Another notable moment in Part 3 is Alfredo’s story about the transgender Thai woman he was seduced by. Alfredo is besotted by what he sees as the exoticism of Thailand, which is, to Alfredo, drastically different from his home in Italy. Alfredo’s exoticizing of Thai people emphasizes a lack of cultural awareness and unveils some of Alfredo’s ignorance, but it also points to the desire to see and experience other people as inherently and mesmerizingly different. In a way, this story parallels what Elio is going through with Oliver. Elio desires Oliver as a source of joy and shame, which is similar to what Alfredo wants from the Thai transgender woman when he says he wants her as an in-between person. The sexualization of the in-betweenness of a person is a subconscious desire to have everything all at once and to project sexual desire onto a figure that is so exotic that sexuality becomes necessarily blurry. In other words, the exoticness of the sexual desire for the so-called in-between allows one to embrace desires that would perhaps be out of place in their everyday worlds. Elio also has a desire to have everything all at once, such as his simultaneous sexual relationships with both Oliver and Marzia. What’s more, though Oliver himself is not necessarily characterized as exotic, the novelty of their sexual relationship is. Because the relationship has a level of exoticism to it, their boundaries are also blurry. Through this parallel, Aciman demonstrates that surprising sexual desires are possible at any age and are not just symptomatic of youth.
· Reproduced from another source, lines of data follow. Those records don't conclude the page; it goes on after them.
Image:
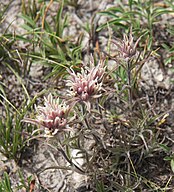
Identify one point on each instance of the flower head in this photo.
(127, 47)
(53, 116)
(86, 85)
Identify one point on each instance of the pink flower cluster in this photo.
(52, 116)
(87, 84)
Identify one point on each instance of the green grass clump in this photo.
(102, 112)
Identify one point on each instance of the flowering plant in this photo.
(53, 117)
(86, 85)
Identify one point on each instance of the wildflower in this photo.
(52, 116)
(126, 47)
(86, 85)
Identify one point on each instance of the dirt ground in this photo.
(156, 80)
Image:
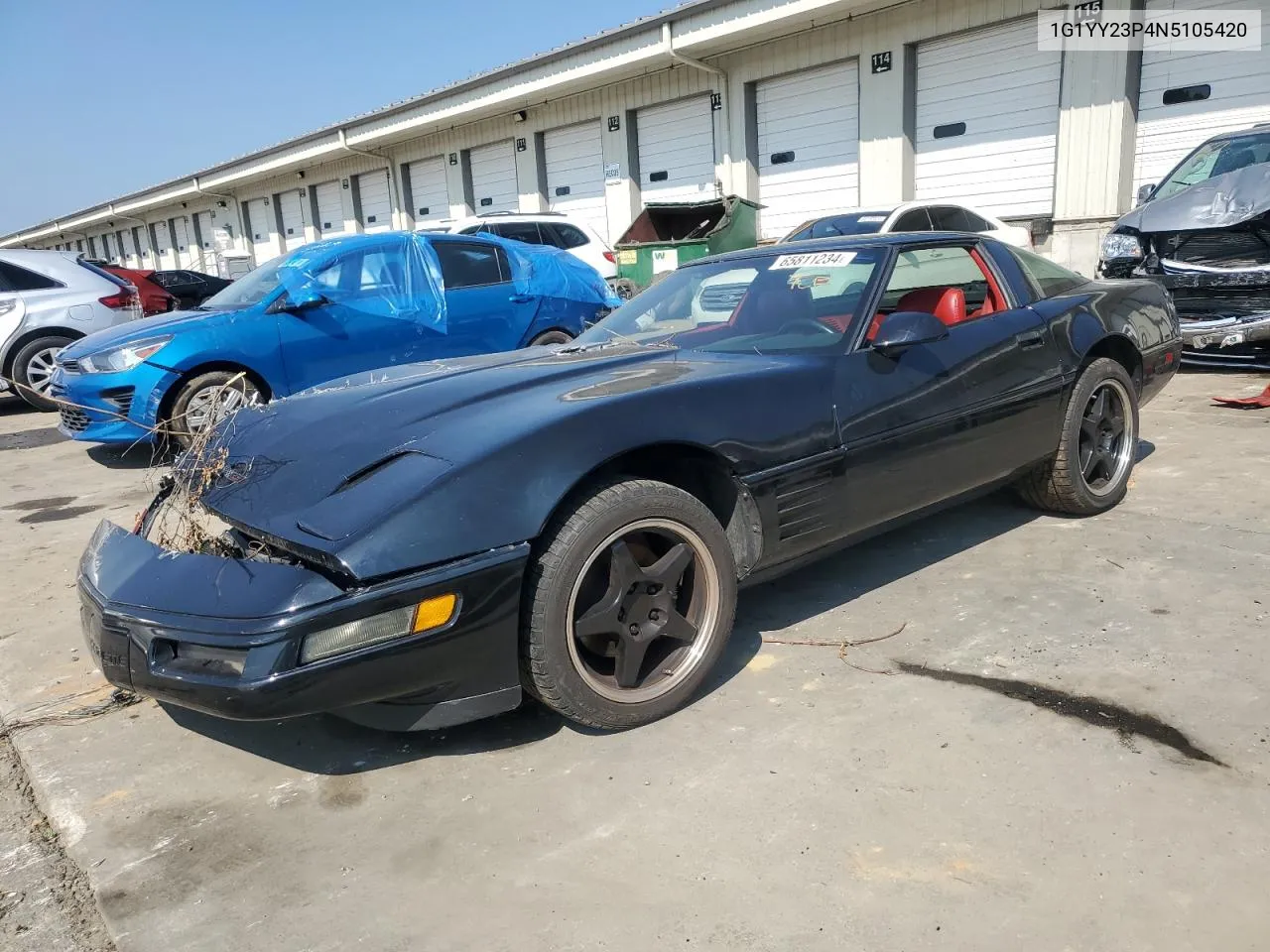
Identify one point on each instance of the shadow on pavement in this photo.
(135, 456)
(329, 746)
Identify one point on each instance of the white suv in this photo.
(48, 299)
(572, 235)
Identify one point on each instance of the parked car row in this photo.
(443, 531)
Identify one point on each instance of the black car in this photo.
(1205, 234)
(190, 289)
(421, 544)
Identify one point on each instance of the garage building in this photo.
(806, 107)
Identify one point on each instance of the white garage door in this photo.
(493, 171)
(330, 209)
(262, 235)
(430, 195)
(1188, 95)
(185, 240)
(131, 255)
(676, 151)
(376, 202)
(574, 164)
(987, 119)
(206, 241)
(293, 208)
(164, 255)
(808, 146)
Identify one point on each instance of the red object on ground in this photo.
(154, 298)
(1260, 402)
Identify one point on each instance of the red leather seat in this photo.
(945, 303)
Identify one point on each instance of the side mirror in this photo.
(908, 327)
(296, 301)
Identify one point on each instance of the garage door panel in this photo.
(493, 175)
(375, 200)
(291, 206)
(263, 232)
(676, 144)
(430, 193)
(330, 209)
(1006, 93)
(1238, 96)
(811, 121)
(574, 166)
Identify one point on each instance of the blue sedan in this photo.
(321, 312)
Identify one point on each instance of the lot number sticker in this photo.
(822, 259)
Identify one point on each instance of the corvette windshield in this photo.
(771, 303)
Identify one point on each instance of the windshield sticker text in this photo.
(822, 259)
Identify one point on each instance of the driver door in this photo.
(931, 420)
(376, 313)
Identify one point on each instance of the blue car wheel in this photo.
(206, 400)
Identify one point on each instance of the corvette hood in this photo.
(295, 468)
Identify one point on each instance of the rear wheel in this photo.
(1098, 445)
(33, 370)
(629, 606)
(549, 338)
(208, 399)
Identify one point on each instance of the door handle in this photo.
(1030, 341)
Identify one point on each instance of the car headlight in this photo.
(413, 620)
(122, 358)
(1119, 245)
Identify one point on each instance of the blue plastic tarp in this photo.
(399, 275)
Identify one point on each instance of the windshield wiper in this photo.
(616, 339)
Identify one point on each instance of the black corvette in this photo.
(418, 546)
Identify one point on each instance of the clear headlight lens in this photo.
(1121, 246)
(412, 620)
(122, 358)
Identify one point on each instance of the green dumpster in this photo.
(670, 234)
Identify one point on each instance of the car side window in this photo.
(1047, 278)
(913, 220)
(945, 217)
(467, 264)
(945, 281)
(978, 223)
(526, 231)
(14, 278)
(571, 236)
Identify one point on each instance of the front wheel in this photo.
(627, 606)
(206, 400)
(1097, 448)
(33, 370)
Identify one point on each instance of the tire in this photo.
(550, 338)
(576, 674)
(190, 409)
(1066, 483)
(33, 368)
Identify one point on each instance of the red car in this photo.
(154, 298)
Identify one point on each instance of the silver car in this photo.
(48, 299)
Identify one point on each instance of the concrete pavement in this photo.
(1069, 749)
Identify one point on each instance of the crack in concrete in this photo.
(67, 885)
(1080, 707)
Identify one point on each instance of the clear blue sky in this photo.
(102, 99)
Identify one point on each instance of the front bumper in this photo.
(1224, 316)
(111, 408)
(143, 604)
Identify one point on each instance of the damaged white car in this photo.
(1205, 234)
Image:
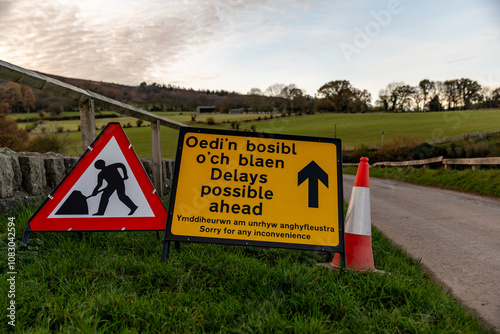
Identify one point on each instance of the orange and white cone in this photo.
(358, 232)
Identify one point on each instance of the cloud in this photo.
(75, 39)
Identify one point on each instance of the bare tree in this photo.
(427, 87)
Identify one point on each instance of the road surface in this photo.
(456, 236)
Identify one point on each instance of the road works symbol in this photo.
(313, 172)
(107, 190)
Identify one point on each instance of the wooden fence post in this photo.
(156, 152)
(87, 123)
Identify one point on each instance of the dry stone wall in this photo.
(29, 176)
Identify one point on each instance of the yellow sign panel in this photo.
(256, 190)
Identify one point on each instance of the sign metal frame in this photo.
(169, 236)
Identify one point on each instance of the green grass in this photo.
(483, 181)
(114, 282)
(352, 129)
(356, 129)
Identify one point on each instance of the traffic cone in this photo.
(357, 229)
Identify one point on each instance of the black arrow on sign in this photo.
(313, 172)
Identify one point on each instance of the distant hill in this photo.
(156, 97)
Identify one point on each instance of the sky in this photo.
(238, 45)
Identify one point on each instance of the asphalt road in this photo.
(456, 236)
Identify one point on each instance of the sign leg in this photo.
(165, 252)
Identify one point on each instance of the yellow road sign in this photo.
(257, 189)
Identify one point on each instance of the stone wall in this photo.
(28, 176)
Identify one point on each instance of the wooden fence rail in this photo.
(87, 102)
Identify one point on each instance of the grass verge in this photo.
(114, 282)
(483, 182)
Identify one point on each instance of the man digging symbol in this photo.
(115, 182)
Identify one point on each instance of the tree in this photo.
(468, 91)
(255, 91)
(405, 94)
(294, 97)
(451, 93)
(274, 90)
(435, 104)
(426, 88)
(389, 96)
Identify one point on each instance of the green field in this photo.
(352, 129)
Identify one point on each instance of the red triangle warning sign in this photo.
(107, 190)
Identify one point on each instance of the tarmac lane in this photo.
(456, 235)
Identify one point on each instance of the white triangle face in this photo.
(123, 195)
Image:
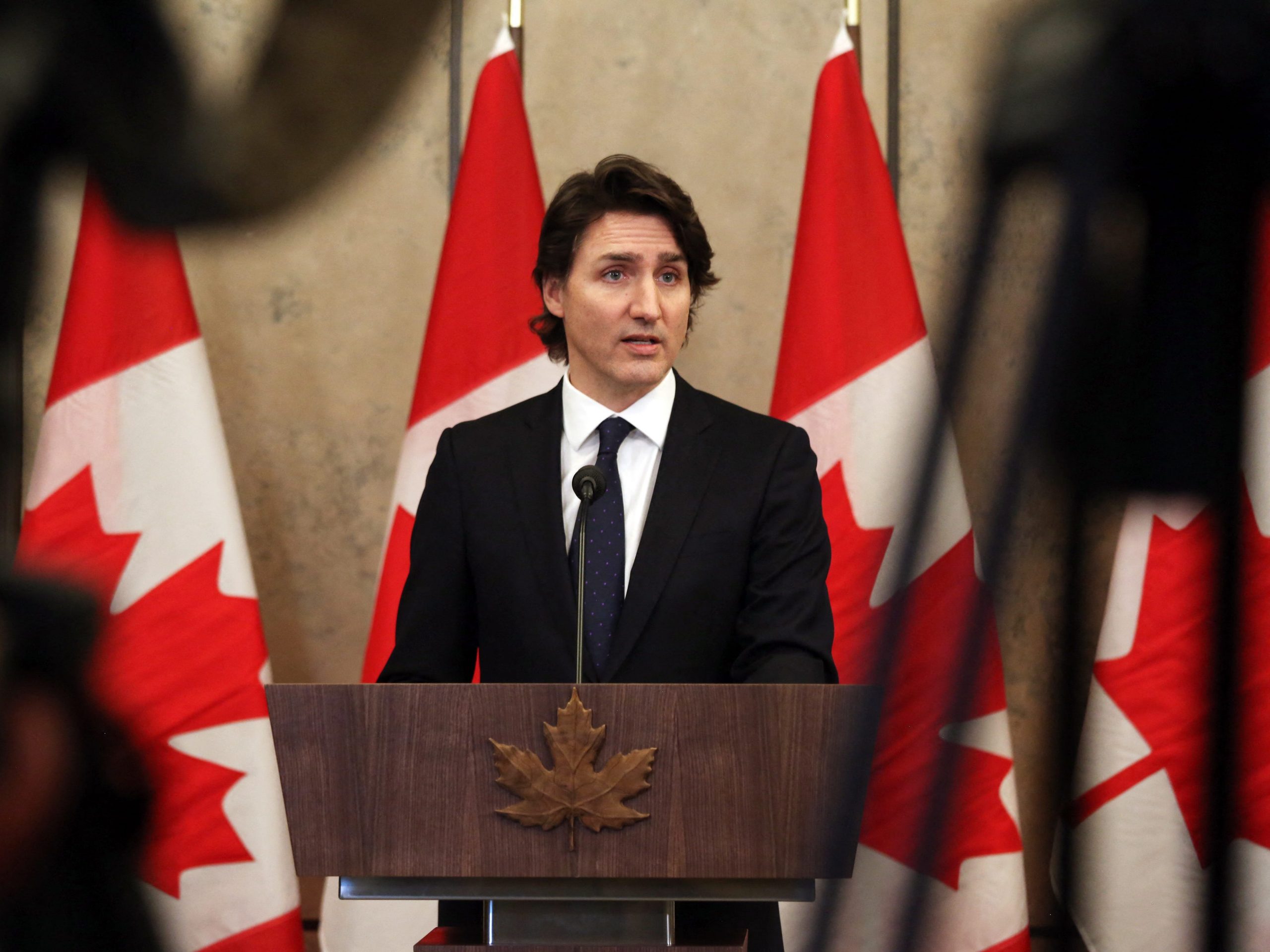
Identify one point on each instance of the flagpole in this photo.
(516, 24)
(456, 91)
(851, 14)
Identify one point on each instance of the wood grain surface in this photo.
(398, 780)
(451, 940)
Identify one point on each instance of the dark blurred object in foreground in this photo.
(73, 792)
(1152, 119)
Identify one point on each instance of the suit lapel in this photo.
(688, 463)
(534, 461)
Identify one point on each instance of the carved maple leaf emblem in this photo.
(573, 790)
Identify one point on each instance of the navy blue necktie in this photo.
(606, 549)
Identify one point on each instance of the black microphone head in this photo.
(588, 483)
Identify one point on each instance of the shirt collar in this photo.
(651, 414)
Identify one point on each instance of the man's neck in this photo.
(614, 400)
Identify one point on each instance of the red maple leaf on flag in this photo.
(912, 717)
(1162, 685)
(182, 658)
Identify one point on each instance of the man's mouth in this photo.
(642, 343)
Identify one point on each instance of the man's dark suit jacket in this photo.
(728, 584)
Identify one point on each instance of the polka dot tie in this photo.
(606, 549)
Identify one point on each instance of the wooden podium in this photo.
(393, 789)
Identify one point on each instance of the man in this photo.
(708, 554)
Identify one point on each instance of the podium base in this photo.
(448, 939)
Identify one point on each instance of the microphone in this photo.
(590, 485)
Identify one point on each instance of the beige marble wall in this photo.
(314, 320)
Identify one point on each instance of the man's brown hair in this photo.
(620, 183)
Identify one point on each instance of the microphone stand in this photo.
(590, 485)
(587, 494)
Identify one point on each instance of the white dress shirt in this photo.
(638, 457)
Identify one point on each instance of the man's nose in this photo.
(645, 301)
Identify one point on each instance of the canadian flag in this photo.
(479, 356)
(132, 497)
(856, 372)
(1139, 819)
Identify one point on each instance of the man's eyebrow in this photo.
(665, 258)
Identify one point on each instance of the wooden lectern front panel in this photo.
(398, 780)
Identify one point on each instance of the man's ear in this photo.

Notably, Alfredo wants to know with certainty if the Thai worker is a woman or a man, unable to understand the malleability of sex and gender. The unknowability of sex and gender is also a parallel to Elio’s desire for Oliver. There is much about his attraction to Oliver that Elio can feel but not necessarily identify. Thus, Aciman demonstrates that there is a relationship between depths of passion and levels of unknowability. The mystery of desire and its source is an important part of developing attraction.
The first night in Rome is cinematic. Elio feels true happiness and freedom. But Part 3 is a climactic night, not a norm. Aciman uses Part 3 to highlight the romance of Italian cities, the liberal minds of Italian artists and intellectuals, and the power of a fun night out. It is a formative experience in Elio’s character development because it shows him what is possible for his future. But Aciman also foreshadows despair in this night of happiness, because happiness is fleeting, and Oliver will be leaving soon.